È doveroso scriverlo: a distanza di anni, la memoria dell’11 settembre non ha avuto il riscontro dovuto. Certo, non sono mancate le attestazioni di solidarietà al momento, ma tali sono rimaste. Si è trattato dell’attacco terroristico più grave della storia contemporanea che, nonostante i racconti strazianti dei sopravvissuti e dei soccorritori e gli ultimi istanti di vita registrati delle vittime prima di morire, in poco tempo è caduto nel dimenticatoio.

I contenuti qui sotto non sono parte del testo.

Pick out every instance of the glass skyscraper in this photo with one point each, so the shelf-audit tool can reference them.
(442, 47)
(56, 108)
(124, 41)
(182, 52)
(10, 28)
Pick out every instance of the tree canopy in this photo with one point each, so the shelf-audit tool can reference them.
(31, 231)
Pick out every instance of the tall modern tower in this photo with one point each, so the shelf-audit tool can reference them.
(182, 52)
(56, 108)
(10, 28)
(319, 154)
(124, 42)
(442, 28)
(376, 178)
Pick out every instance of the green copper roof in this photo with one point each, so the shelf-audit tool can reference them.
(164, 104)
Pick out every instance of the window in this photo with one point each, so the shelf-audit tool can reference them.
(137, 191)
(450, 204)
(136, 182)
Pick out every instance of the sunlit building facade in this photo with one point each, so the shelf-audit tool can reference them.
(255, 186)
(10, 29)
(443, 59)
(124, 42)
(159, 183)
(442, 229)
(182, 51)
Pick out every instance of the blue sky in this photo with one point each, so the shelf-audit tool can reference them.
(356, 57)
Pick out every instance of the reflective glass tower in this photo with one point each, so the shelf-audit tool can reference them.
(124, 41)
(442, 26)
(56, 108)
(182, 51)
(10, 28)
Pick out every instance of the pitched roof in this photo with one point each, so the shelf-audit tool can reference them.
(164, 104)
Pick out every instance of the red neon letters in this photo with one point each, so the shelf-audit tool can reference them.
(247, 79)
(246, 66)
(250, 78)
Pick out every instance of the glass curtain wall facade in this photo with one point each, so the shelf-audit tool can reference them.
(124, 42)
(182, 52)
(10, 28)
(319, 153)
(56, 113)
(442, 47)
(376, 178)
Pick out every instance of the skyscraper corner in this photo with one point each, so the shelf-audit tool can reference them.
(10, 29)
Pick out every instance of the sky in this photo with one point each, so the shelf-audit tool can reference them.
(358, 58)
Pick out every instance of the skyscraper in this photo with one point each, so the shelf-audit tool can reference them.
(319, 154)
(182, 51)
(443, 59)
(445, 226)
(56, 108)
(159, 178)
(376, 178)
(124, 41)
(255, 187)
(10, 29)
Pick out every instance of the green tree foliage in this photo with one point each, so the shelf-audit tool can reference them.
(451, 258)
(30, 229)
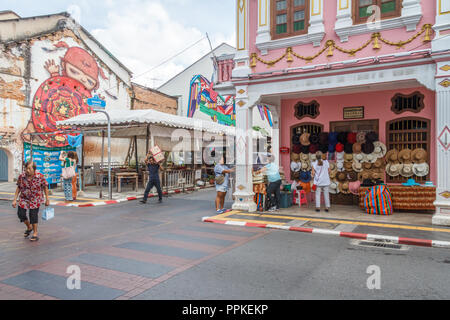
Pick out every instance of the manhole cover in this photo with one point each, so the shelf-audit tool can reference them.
(379, 244)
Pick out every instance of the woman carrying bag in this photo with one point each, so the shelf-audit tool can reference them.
(321, 174)
(68, 172)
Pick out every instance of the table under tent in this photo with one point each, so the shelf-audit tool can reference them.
(180, 138)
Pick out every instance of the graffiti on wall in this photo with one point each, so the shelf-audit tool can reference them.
(63, 95)
(203, 98)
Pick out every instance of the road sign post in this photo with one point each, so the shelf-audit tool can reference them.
(99, 105)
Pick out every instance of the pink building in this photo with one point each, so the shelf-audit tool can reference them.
(347, 66)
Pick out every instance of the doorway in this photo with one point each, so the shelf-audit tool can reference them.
(3, 166)
(354, 126)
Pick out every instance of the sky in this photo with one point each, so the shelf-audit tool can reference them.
(142, 34)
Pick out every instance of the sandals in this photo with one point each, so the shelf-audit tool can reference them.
(27, 233)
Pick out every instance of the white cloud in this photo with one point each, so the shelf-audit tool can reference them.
(143, 34)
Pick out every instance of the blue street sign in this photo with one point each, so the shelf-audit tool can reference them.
(96, 102)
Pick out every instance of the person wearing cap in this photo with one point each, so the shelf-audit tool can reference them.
(272, 171)
(321, 174)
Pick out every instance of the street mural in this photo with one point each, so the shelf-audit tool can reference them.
(202, 97)
(64, 94)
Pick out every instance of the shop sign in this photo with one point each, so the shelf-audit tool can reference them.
(353, 112)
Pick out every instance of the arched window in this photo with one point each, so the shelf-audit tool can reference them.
(409, 133)
(310, 109)
(387, 8)
(289, 18)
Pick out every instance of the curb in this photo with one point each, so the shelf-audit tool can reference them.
(361, 236)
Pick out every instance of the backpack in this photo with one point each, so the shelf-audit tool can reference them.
(378, 200)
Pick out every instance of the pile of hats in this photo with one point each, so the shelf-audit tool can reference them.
(407, 163)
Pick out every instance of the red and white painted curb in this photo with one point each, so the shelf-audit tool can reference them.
(362, 236)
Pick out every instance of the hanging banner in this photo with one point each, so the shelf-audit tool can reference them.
(47, 160)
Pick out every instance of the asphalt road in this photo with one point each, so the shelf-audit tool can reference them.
(164, 251)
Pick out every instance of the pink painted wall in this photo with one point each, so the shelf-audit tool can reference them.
(377, 105)
(330, 11)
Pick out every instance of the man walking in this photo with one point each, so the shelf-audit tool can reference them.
(30, 185)
(153, 181)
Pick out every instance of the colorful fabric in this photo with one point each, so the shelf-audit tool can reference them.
(67, 185)
(58, 98)
(31, 195)
(378, 200)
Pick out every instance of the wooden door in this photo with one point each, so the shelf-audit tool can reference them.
(354, 126)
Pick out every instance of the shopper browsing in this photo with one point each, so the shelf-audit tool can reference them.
(321, 174)
(221, 172)
(30, 185)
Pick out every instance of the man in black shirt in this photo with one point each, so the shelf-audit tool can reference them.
(153, 181)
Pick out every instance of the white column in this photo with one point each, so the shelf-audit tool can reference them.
(442, 203)
(344, 16)
(244, 152)
(241, 58)
(263, 33)
(316, 28)
(442, 25)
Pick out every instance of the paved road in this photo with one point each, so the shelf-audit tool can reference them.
(164, 251)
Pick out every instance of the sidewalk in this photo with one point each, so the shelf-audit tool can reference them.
(90, 195)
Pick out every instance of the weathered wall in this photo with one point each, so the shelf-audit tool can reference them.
(146, 98)
(50, 78)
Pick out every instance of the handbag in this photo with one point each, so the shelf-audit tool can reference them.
(48, 213)
(220, 179)
(314, 186)
(68, 172)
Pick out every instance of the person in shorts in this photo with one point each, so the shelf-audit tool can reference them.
(30, 188)
(221, 172)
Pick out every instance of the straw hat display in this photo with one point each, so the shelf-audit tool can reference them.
(380, 149)
(334, 187)
(379, 163)
(333, 174)
(358, 157)
(364, 175)
(343, 187)
(393, 169)
(333, 166)
(352, 176)
(419, 155)
(392, 156)
(404, 156)
(295, 166)
(341, 176)
(371, 158)
(348, 166)
(406, 170)
(305, 165)
(356, 148)
(361, 137)
(340, 165)
(357, 166)
(304, 139)
(367, 165)
(348, 156)
(421, 169)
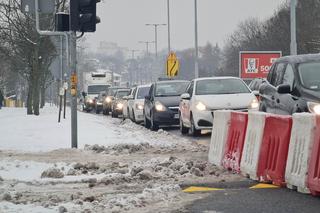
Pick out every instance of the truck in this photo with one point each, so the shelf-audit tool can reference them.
(94, 83)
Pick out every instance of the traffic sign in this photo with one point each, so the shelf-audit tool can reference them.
(173, 65)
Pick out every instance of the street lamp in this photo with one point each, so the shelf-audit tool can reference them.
(293, 45)
(156, 35)
(196, 64)
(147, 45)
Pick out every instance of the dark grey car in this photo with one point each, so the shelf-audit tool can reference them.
(161, 106)
(293, 85)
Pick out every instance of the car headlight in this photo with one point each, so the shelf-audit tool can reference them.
(200, 106)
(119, 105)
(254, 104)
(139, 106)
(314, 107)
(160, 107)
(108, 99)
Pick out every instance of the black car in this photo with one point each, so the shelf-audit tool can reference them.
(293, 86)
(161, 106)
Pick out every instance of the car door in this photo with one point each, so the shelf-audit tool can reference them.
(269, 88)
(285, 103)
(131, 101)
(148, 102)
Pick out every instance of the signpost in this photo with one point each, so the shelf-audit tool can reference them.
(173, 65)
(256, 64)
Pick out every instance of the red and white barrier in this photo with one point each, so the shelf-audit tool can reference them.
(234, 144)
(252, 144)
(274, 149)
(313, 181)
(301, 142)
(221, 124)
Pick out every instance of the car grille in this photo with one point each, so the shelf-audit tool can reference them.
(174, 109)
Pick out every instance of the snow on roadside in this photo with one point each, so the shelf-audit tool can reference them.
(21, 132)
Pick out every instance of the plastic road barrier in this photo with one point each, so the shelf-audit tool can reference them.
(252, 144)
(303, 125)
(221, 124)
(274, 149)
(313, 182)
(235, 141)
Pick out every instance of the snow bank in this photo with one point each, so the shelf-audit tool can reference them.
(43, 133)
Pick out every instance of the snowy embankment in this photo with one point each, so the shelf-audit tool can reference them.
(21, 132)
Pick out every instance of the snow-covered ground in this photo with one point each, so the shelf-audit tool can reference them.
(22, 132)
(119, 166)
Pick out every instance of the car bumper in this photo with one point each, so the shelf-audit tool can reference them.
(138, 115)
(166, 118)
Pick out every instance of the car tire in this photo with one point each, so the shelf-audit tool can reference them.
(154, 126)
(146, 122)
(194, 132)
(184, 130)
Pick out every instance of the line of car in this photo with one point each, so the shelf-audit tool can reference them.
(292, 86)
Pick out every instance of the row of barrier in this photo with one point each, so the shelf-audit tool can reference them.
(284, 150)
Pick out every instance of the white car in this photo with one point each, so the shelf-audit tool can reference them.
(135, 103)
(205, 95)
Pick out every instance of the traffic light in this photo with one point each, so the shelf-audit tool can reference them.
(83, 15)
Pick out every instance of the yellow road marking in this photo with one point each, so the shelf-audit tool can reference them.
(200, 189)
(264, 186)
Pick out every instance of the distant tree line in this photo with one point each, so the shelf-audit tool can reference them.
(253, 34)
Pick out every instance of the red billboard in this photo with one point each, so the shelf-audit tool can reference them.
(256, 64)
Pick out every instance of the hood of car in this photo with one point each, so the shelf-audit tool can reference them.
(227, 101)
(169, 101)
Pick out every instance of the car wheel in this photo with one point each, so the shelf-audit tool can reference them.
(194, 131)
(146, 122)
(184, 130)
(154, 125)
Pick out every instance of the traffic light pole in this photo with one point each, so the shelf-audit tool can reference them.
(73, 71)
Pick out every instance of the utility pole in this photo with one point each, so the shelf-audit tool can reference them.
(156, 35)
(196, 64)
(147, 45)
(293, 45)
(169, 39)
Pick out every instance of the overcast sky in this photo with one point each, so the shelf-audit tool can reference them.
(123, 21)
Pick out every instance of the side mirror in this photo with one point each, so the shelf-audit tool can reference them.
(147, 97)
(185, 96)
(284, 89)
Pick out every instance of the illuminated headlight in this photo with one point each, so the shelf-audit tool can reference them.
(160, 107)
(314, 107)
(254, 104)
(108, 99)
(119, 105)
(139, 106)
(200, 106)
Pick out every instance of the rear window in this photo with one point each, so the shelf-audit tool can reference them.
(310, 75)
(143, 92)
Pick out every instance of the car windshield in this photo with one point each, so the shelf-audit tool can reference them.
(310, 75)
(221, 86)
(143, 92)
(96, 89)
(121, 94)
(171, 89)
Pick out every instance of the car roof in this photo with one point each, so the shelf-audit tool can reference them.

È seguita l’azione americana in Medio Oriente, durata anni. Si è inferto un duro colpo ad Al-Qaeda e all’Isis. Determinando che la dura lotta al terrore abbia impegnato solo poche democrazie, gli Stati Uniti e Israele. Confrontandosi, senza tregua, verso chi semina sangue nel mondo, che cambia sigla ma ha sempre un denominatore comune: la natura islamica. Che sia Al-Qaeda, Isis, Hamas, Hezbollah, Ḥouthi o altri gruppi terroristici finanziati dall’Iran e dal Qatar. Altri Stati spesso si sono limitati a un ruolo, seppur importante, di sostegno, prevenzione e sicurezza interna. Delegando il lavoro sporco, come ha riconosciuto pubblicamente il cancelliere Merz.
Dopo l’emozione e la solidarietà suscitate al primo impatto, nelle settimane dopo il tragico evento dell’11 settembre si sono evidenziate le prime divisioni, crepe, dubbi e lacerazioni nel ricordo e nelle reazioni. Hanno pesato innanzitutto le tesi di complotto che hanno fatto scopa con un anti-americanismo sempre vivo e vivace nei media e negli opinion makers. Su tale scia si è arricchita la pubblicistica – sia scritta che filmata – con tanto di documentari che mettevano in dubbio la versione ufficiale dei fatti, portando prove di incongruenze e contraddizioni. Il risultato quale è stato? Che oggi tale anniversario è rimosso volutamente, dimenticato, e gode di scarsa attenzione. Non ci sono nel mondo ricordi e celebrazioni.
Una considerazione è ovvia: ciò che subiscono gli statunitensi e gli israeliani non rientra nel Pantheon di taluni movimenti, associazioni che danno attenzione solo a una certa parte del mondo. Si può senz’altro dire che la memoria omessa dell’11 settembre è il preludio di ciò che sta avvenendo per il 7 ottobre 2023. Relegando questi drammatici attentati senza precedenti, commessi dal terrorismo di natura islamica, ai margini della rielaborazione storica, si compie un ennesimo colpo alla verità, alle vittime e a noi sopravvissuti che ne celebriamo la memoria.